Adiós à la Carretera (de Caleta Tortel jusqu’à Villa O’Higgins)

Caleta Tortel, mí amor

La route se termine sans préavis par un rond-point encombré de voitures, à une centaine de mètres au-dessus du rivage. Mon GPS indique pourtant que la pension se trouve encore à presque deux kilomètres. Nous voici arrivés à Caleta Tortel, ce village à nul autre pareil et qui n’en est d’ailleurs pas vraiment un. Il vaudrait mieux parler d’un rivage « habité » (au sens propre comme au figuré – j’allais m’en rendre compte ensuite). Sa rue principale serait une passerelle en bois longue de plus de trois kilomètres s’agrippant aux rochers pour ne pas tomber dans la mer. Ses ruelles seraient, elles, un véritable labyrinthe d’escaliers plus pentus les uns que les autres, seules voies d’accès aux maisons. Autant dire qu’ici tout – matériaux, bois de chauffage, nourriture ou bagages – se transporte soit en bateau, soit à dos d’hommes, soit les deux.
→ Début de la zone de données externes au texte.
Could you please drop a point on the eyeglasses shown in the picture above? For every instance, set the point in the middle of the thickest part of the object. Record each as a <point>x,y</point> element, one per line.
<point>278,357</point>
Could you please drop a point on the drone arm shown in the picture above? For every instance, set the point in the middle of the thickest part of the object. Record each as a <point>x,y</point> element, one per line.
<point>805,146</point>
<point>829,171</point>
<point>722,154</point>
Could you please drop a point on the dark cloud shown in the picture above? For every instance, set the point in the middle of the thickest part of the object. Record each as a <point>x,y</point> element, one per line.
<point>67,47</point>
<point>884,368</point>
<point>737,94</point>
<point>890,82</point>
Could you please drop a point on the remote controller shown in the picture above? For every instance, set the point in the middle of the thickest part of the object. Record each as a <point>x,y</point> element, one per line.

En résumé, Caleta Tortel peut se targuer d’être le village le plus inadapté du monde pour les deux roues, et c’est là que j’ai choisi de passer quelques jours… Je ferai quand même une timide tentative pour essayer de rejoindre la passerelle avec Rossinante chargée à bloc, avant de comprendre bien vite que même si je parvenais à lui faire descendre ces multiples marches, il me faudrait ensuite les surmonter au retour. Me voici donc contraint d’abandonner ma chère deux roues sur la place publique, comme tout un chacun. Le commerçant voisin accepte heureusement – il doit être habitué – de garder mes sacoches. Je suis à Caleta Tortel et me voici redevenu un humble bipède…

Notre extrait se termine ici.